Pertemuan tersebut dilakukan dalam rangka koordinasi permohonan surat rekomendasi Upaya Pengelolaan Lingkungan dan Upaya Pemantauan Lingkungan (UKL-UPL) oleh pihak developer.
Agenda ini dipimpin langsung oleh Kepala Dinas Lingkungan Hidup Kabupaten Wajo, Andi Fakhrul Rijal B, ST, MM, didampingi Sekretaris DLH, para Kepala Bidang, Kepala UPTD, serta staf terkait.
Dalam arahannya, Andi Fakhrul Rijal menyoroti masih banyaknya tumpukan sampah di berbagai titik yang belum tertangani secara maksimal dari sektor hulu.
“Banyaknya sampah bertumpuk di sembarang tempat itu dikarenakan belum maksimalnya diatasi dari pangkalnya atau hulunya,” ujar Andi Fakhrul Rijal.
Ia menegaskan bahwa langkah pencegahan terhadap masalah sampah dan pencemaran lingkungan bersifat wajib karena akan berdampak besar di masa mendatang.
Meski menyadari adanya kendala di lapangan, DLH mewajibkan pihak pengembang untuk melakukan pengelolaan secara mandiri.
“Kita harus cegah, tidak boleh tidak, karena berdampak besar di kemudian hari. Untuk itu, Dinas Lingkungan Hidup mengharapkan wajib developer perumahan untuk mengelola sampah perumahan secara mandiri,” tegasnya.
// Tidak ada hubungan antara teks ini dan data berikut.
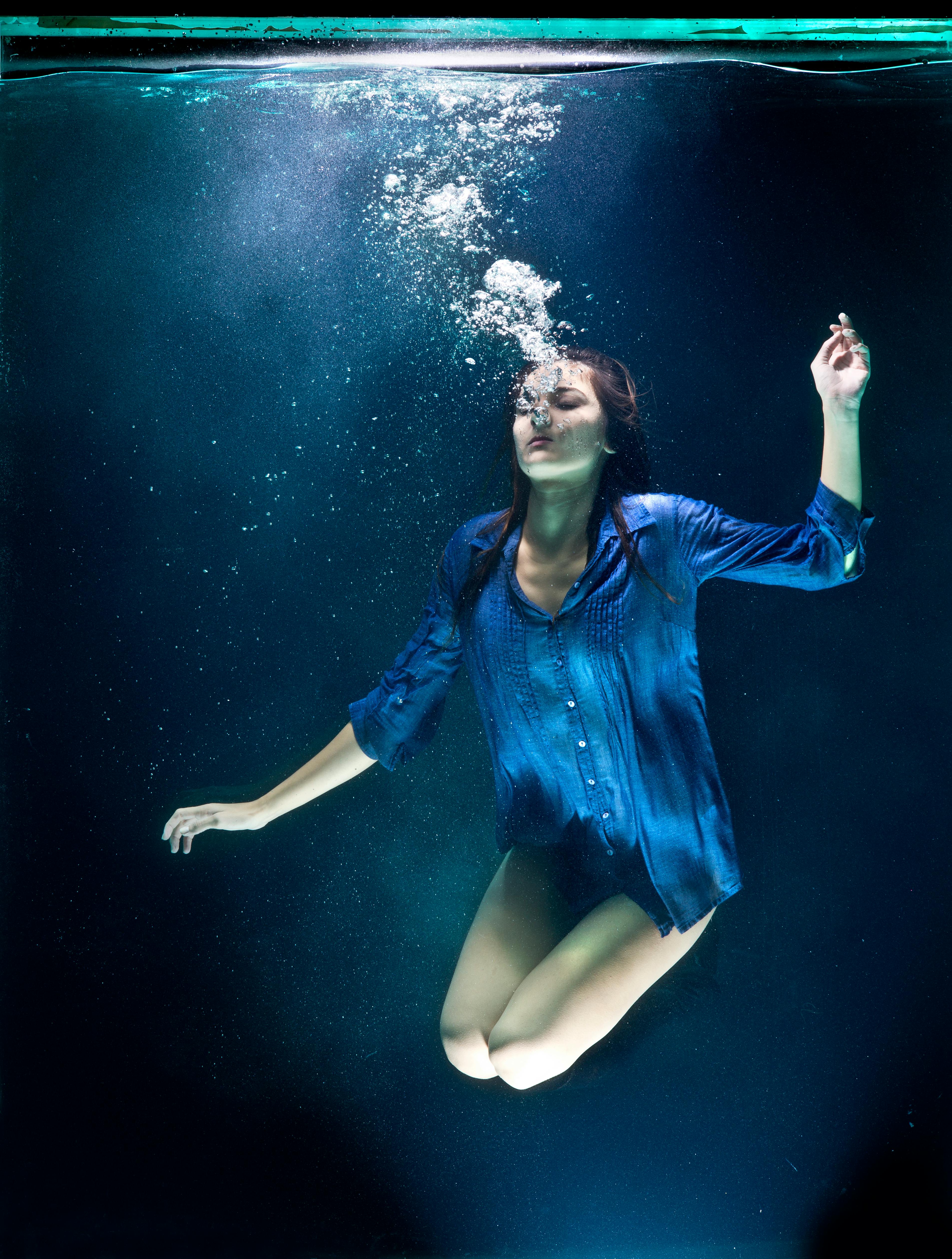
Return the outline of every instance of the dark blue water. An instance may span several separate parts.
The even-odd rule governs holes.
[[[8,1253],[947,1236],[948,67],[0,99]],[[560,285],[526,317],[631,366],[656,485],[745,519],[810,501],[839,311],[874,365],[866,575],[704,589],[745,880],[717,987],[538,1094],[457,1075],[437,1035],[497,862],[466,680],[398,773],[188,859],[159,841],[340,729],[485,510],[523,361],[473,297],[499,259]]]

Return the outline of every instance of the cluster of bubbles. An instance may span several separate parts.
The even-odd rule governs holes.
[[[547,311],[559,282],[525,262],[486,261],[511,223],[500,194],[529,199],[533,150],[558,135],[563,107],[541,99],[544,91],[531,78],[472,76],[463,92],[446,76],[403,73],[311,88],[315,108],[358,106],[387,136],[365,208],[369,239],[388,259],[397,244],[412,286],[434,286],[460,331],[506,339],[539,363],[552,359],[558,334],[573,331],[553,327]]]

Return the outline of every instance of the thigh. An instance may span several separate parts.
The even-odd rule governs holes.
[[[684,934],[662,937],[628,896],[602,901],[519,986],[492,1030],[490,1051],[534,1045],[564,1058],[564,1070],[684,957],[709,920],[710,914]]]
[[[443,1032],[489,1037],[513,993],[570,925],[545,850],[510,849],[463,942],[443,1005]]]

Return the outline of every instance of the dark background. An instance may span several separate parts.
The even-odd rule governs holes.
[[[159,840],[374,685],[477,510],[511,360],[466,369],[438,268],[382,271],[377,125],[243,106],[253,79],[1,89],[6,1253],[948,1238],[948,67],[545,88],[560,133],[499,252],[632,366],[657,485],[797,519],[845,310],[878,519],[855,585],[703,592],[745,878],[718,990],[536,1094],[437,1036],[497,860],[465,680],[398,773],[186,859]]]

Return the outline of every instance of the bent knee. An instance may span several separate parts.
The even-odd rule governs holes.
[[[494,1070],[514,1089],[530,1089],[534,1084],[562,1075],[574,1058],[550,1039],[514,1039],[494,1045],[489,1051]]]
[[[477,1027],[450,1027],[439,1025],[439,1037],[443,1041],[446,1056],[463,1075],[477,1080],[489,1080],[496,1074],[490,1061],[486,1037]]]

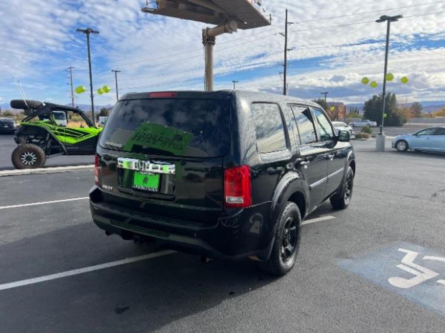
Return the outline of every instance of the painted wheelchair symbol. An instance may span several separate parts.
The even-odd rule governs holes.
[[[390,278],[388,279],[388,282],[392,285],[398,288],[408,289],[439,276],[439,273],[414,263],[414,260],[419,255],[418,252],[401,248],[399,249],[399,251],[406,253],[406,254],[402,259],[402,263],[396,265],[396,267],[413,274],[414,276],[410,279],[398,277]],[[445,258],[441,257],[425,256],[422,258],[422,260],[434,260],[445,263]],[[440,284],[445,285],[445,280],[438,280],[436,282]]]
Terdapat beberapa poin teknis yang harus disiapkan oleh pengembang perumahan dalam proses pengelolaan sampah tersebut, di antaranya:
1. Penyediaan armada motor roda tiga.
2. Penyediaan tempat sampah di setiap unit rumah.
3. Fasilitas pemilahan sampah organik dan non-organik.
4. Pengolahan sampah organik menjadi pupuk organik cair.
Andi Fakhrul Rijal menambahkan bahwa pihaknya akan memantau secara konsisten implementasi kebijakan ini di lapangan.
“Kadis Lingkungan Hidup akan langsung mengawasinya langkah-langkah ini ke depan,” pungkasnya.